Ayant passé sa carrière à donner la chair de poule aux spectateurs, le réalisateur est à même d’expliquer pourquoi ceux-ci aiment être terrifiés par un film. «Nous recherchons l’extraordinaire dans notre existence ordinaire, avance-t-il. C’est le comportement normal d’un être spirituel. Et les films d’horreur nous permettent de vivre des expériences extraordinaires sans courir de risques extraordinaires.»
«J’ai plus de difficulté à comprendre les émissions de téléréalité que les films de genre, ajoute-t-il. Parce que les films de genre donnent quelque chose qu’on n’a pas dans la réalité. Les émissions de téléréalité montrent des personnes à qui on ne parlerait normalement pas. Pourquoi voudrait-on les regarder?»

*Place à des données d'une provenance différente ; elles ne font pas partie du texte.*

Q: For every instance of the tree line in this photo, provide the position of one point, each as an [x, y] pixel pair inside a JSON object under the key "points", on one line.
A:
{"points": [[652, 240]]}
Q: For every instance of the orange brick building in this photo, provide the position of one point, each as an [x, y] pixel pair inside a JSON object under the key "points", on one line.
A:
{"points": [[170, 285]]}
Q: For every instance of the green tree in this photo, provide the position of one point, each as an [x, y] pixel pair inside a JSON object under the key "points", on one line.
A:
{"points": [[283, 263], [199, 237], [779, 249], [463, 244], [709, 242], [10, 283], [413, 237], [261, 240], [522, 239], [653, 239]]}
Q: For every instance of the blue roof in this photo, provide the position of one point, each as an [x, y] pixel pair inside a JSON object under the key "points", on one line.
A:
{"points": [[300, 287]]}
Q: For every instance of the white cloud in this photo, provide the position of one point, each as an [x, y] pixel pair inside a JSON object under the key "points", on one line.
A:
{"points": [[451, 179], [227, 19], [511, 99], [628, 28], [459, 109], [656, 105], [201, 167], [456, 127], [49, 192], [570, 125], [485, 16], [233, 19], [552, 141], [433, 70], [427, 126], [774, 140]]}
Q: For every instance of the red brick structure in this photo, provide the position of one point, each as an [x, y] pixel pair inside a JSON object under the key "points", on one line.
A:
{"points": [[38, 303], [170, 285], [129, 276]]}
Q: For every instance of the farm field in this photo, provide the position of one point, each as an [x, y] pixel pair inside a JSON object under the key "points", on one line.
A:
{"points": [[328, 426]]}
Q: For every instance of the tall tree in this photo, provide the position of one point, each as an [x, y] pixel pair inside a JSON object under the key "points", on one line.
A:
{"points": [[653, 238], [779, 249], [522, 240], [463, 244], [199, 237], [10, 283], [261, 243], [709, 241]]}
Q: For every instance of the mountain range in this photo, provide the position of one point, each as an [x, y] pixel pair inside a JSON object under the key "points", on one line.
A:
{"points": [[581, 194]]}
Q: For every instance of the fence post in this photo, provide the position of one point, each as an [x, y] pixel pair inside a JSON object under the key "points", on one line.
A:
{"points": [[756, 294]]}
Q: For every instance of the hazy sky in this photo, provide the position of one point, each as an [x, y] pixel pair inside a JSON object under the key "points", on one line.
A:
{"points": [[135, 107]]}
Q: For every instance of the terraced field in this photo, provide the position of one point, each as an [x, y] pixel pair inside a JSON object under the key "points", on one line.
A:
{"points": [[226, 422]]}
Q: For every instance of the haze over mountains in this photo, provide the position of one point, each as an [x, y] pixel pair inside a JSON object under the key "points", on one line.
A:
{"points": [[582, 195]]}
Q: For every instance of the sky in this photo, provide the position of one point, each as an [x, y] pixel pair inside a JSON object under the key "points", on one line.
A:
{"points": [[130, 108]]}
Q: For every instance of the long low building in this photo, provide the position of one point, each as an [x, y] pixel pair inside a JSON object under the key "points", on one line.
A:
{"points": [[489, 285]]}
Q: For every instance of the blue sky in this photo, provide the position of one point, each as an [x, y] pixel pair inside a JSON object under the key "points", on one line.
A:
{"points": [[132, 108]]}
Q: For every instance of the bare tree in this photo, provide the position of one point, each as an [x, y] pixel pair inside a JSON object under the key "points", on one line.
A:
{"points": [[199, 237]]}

Non pas que ce bourreau de travail, tel qu’il se décrit lui-même, ait beaucoup de temps pour regarder des émissions de téléréalité. Lorsqu’il ne produit pas des films sélectionnés aux Oscars, comme Biutiful, il scénarise The Hobbit : An Unexpected Journey ou écrit un nouveau roman avec Chuck Hogan.
Ajoutez à cela le film Pacific Rim, qu’il tournera au cours de la prochaine année à Toronto et qui portera sur une attaque extraterrestre. C’est sans contredit un des hommes les plus affairés de l’industrie.
Passionné par l’horreur depuis son enfance, il a lu Salem’s Lot d’une traite. «Je l’ai lu en 11 heures, de 8 h à 19 h, dans la piscine. D’ailleurs, j’ai attrapé un coup de soleil de deuxième degré cette journée-là!»
Les projets qu’il accepte doivent respecter des critères simples. «On doit seulement s’investir dans les projets qu’on aime de manière irrationnelle, précise-t-il. Je refuse des projets très lucratifs, depuis le début de ma carrière. Je participe aux projets auxquels je crois et je pense que, jusqu’à maintenant, toutes les œuvres que j’ai produites semblent faire partie de cet univers.»